This reminded me of a question that used to always be asked in teacher interviews (maybe it still is?) - "What is your ideal classroom like?" As a new teacher some 20 years ago, I always had the most detailed ideas of how to answer this. Bright light, colorful posters and charts everywhere, students working around tables instead of desks, a carpeted area for us to meet together, a fully stocked classroom library... etc.
Within a few years of beginning my teaching career, I realized the real question should have been, "How will you take a small, dark corner classroom, with mismatched tables and chairs, old furniture and no budget and make it into your ideal room?" You see, the answer to the "ideal classroom" question has nothing to do with how the classroom looks, and everything to do with how it FEELS and WORKS. With the explosion of Pinterest, blogs and Teachers Pay Teachers (all tremendous resources!), it's easy to lose sight of the fact that while a classroom can look perfect, it doesn't mean that what happens in that room on a daily basis is ideal.
I am excited to join The Kindergarten Smorgasboard for what I now will be a fantastic book study this summer. This book has been on my wishlist at Amazon for a while now, and I'm so glad I'm joining with everyone to share my thoughts - and hear everyone else's!
Can you believe over 600 bloggers have signed up to participate??!! I was planning on signing up at the start, but all that school stuff got in my way, so now I'll just link up each week. So now - on to chapter 1, hosted by Stephany at Primary Possibilities, Jessica at Mrs. Plemons' Kindergarten and Keri at Enchanted Kinder Garden.
As soon as I read the first sentence of this book, I started scribbling my thoughts. Much of what I was thinking was in response to the question posed at the very beginning of chapter 1.
I admit. I have been teaching for a while... what seems like a loooong while, when you put a number to it. But every year I make changes in my classroom to help it get closer to my "ideal" vision. I want my classroom to be a place where students are engaged and focused all the time, where my kiddos take ownership of decisions, where everyone's opinion is valued and discussion is encouraged. I am a big believer in tables, instead of desks... they encourage conversation and cooperation... and I want that conversation to be student-led. A central meeting area (I have two!) is important. Students need a place to come together as a group.

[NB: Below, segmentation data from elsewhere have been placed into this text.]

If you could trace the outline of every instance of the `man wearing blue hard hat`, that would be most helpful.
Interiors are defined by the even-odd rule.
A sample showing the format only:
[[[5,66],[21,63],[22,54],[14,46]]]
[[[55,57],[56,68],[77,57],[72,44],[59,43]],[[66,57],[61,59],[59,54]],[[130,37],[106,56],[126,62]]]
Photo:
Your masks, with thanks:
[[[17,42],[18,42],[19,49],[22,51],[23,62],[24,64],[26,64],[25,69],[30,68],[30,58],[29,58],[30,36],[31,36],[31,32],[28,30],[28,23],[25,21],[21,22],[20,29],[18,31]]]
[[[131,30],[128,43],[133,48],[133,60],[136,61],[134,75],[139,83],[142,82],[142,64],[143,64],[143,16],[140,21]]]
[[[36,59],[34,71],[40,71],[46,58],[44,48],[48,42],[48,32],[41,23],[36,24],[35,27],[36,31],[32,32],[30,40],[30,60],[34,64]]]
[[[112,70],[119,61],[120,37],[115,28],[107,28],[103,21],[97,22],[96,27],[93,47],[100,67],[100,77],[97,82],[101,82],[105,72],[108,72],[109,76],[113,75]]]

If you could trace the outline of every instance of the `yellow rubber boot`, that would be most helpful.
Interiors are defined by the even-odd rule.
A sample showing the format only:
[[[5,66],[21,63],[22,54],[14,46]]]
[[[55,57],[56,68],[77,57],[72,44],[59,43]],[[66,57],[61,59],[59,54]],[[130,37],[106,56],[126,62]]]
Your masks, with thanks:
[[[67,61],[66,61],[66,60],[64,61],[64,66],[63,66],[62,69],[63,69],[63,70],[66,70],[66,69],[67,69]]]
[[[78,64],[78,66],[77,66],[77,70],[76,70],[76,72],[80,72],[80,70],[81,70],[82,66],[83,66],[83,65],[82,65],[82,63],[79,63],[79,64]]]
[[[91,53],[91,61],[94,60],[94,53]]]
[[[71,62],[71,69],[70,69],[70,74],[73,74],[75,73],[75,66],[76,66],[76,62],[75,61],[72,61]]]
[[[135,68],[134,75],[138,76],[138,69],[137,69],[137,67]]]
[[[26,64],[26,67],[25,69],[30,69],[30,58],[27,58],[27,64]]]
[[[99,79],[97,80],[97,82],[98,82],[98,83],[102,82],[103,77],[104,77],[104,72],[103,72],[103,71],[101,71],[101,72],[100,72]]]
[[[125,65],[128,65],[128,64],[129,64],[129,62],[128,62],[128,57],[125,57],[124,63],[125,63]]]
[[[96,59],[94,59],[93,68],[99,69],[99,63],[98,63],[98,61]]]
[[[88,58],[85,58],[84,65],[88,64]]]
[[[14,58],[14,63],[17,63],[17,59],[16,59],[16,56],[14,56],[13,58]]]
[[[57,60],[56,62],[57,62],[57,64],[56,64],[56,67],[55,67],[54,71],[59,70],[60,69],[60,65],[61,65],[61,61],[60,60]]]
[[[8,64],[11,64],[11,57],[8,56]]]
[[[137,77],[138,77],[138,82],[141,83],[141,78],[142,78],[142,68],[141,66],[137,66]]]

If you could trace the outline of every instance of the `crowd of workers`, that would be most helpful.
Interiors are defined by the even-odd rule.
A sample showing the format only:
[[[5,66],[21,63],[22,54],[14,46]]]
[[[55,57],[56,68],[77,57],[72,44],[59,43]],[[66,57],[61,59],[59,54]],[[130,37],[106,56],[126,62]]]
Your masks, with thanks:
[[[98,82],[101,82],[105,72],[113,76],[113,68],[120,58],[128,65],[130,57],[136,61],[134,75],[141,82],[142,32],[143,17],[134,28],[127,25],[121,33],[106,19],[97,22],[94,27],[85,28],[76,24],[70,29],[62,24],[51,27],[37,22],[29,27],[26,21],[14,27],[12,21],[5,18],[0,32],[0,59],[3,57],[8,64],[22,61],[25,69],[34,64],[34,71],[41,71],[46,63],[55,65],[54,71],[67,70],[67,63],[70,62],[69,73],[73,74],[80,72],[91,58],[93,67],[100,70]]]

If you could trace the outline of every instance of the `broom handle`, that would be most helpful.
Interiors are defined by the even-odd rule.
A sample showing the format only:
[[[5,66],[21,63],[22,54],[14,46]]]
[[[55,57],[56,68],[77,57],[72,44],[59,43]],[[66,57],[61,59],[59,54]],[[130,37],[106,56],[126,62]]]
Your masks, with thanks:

Organization is also key! I love the saying "A place for everything and everything in its place." The only time things get messy and unkempt are when items do not have a home. My own house may not be that organized, but you can bet my classroom is! I have found that thinking about classroom organization from a student point of view helps things run smoother. I make sure student materials are stored in easy to reach spots. Since I have tables and not desks, buckets and bins are around the room to hold what we need - and all are labeled for easy clean-up and storage. This not only helps students put things away, but also allows them to find what they need more easily.
In my ideal classroom, students are engaged and are responsible for their learning. Cooperative learning, group discussions, student choice and ownership would be key. Students are working on curriculum with choices. My role as the teacher would be to guide students through their learning journey. I have definitely gotten there is some ways. I have some work to do in others.
If you walked into my classroom on any given day, the first thing you would notice is movement - and hum of activity. Students would be working all over the classroom, in areas that they chose as a good spot for this particular activity. Some would be working in groups, some in partners and some independently. Students might all be working on the same task, or different ones. But everyone is usually engaged. I work hard at the beginning of the year (and throughout the year!) to teach, model and encourage ways to have positive discussions. Discussion stems are posted around the room and you can hear students using them as they speak. My room is definitely not quiet - and you may not see me right away. I am usually working with a group of student, or one single student, somewhere in the room - but I am always aware of what my other students are doing. There is a great deal of student choice in my room - activities, work spots, etc.
Organization is another area I've got covered! While I'm always looking for new ways to organize things, there is no doubt that when you walk into my room you see an organized classroom!
I have to be honest. The idea of giving up control and allowing students make major decisions about their learning is hard for me. Don't get me wrong - I am proud to say that my style of teaching really encourages all the things I talked about in my ideal classroom, but I still have a ways to go in this area. My students definitely have choice and ownership in the process, but I'm hoping by the end of this book study I can let go a little bit more. I would really like to implement more of a workshop approach in my reading and/or writing.
I also struggle with having TOO much on display. There are times when the walls and every available space are COVERED with evidence of our learning - anchor charts, posters, student work, etc. And I worry that it is too much. I need to find a happy place between visual overload and bare walls.
Needless to say, if chapter 1 already has me thinking so much about how I can improve my classroom, I can't wait to see what chapter 2 has in store!